Since my return from sick leave, I have been putting great effort into my work performance. I am also doing everything that is within my power to keep my health as good as it can be. Part of both, is my approach to life in general and trying to keep a positive spin or outlook. This can be challenging for multiple reasons. The main reason is feeling under the microscope.
My coworkers and managers are observing me closely, noticing every little thing. They tell me when my body is inflamed, when I look in pain, or when I seem to be struggling. Most are doing so out of empathy and sympathy. It’s coming from a good place. Others, I’m afraid are waiting for me to fail or are worried I will leave again because my health went back down. Sometimes I don’t even notice how bad I look, because I’m so focus on performing and keeping a positive view of my day. I keep getting reminded that no matter how hard I try, I am still ill and I am still struggling compared to my fellow coworkers.

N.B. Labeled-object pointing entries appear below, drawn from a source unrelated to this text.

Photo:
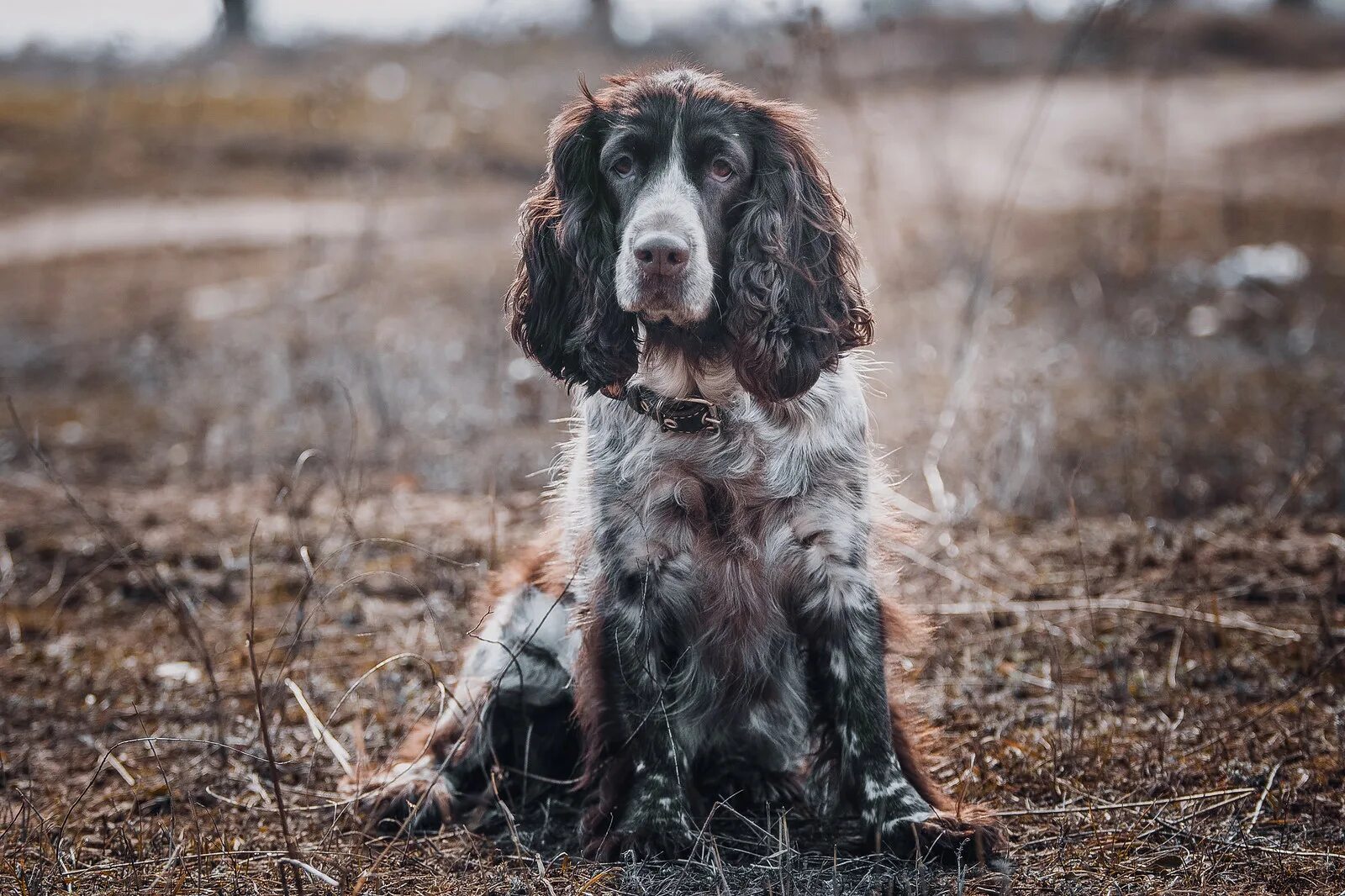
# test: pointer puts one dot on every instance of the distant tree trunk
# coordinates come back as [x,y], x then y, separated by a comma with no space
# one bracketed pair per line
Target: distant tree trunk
[235,20]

The other reason why keeping a sunny persona is challenging, is that also suffer from mental illness. Even if I am on strong medication, the anxiety and depression still circle around me. It tends to peak when I’m driving to or from work. The safety and privacy of the car is the only place away from my coworkers and kids’ eyes. Sometimes I feel bad that my husband sees all the cracks, but that is what being in a healthy relationship is. We are supposed to be a team and be honest about our health and state of mind.
I truly wish I had a magical wand that would make all issues go away. I would use it on myself and on all who struggle for any reason. Unfortunately, the world doesn’t work that way. That’s why it’s so important to be grateful for what you have and to keep hope in your heart that it will all work out somehow.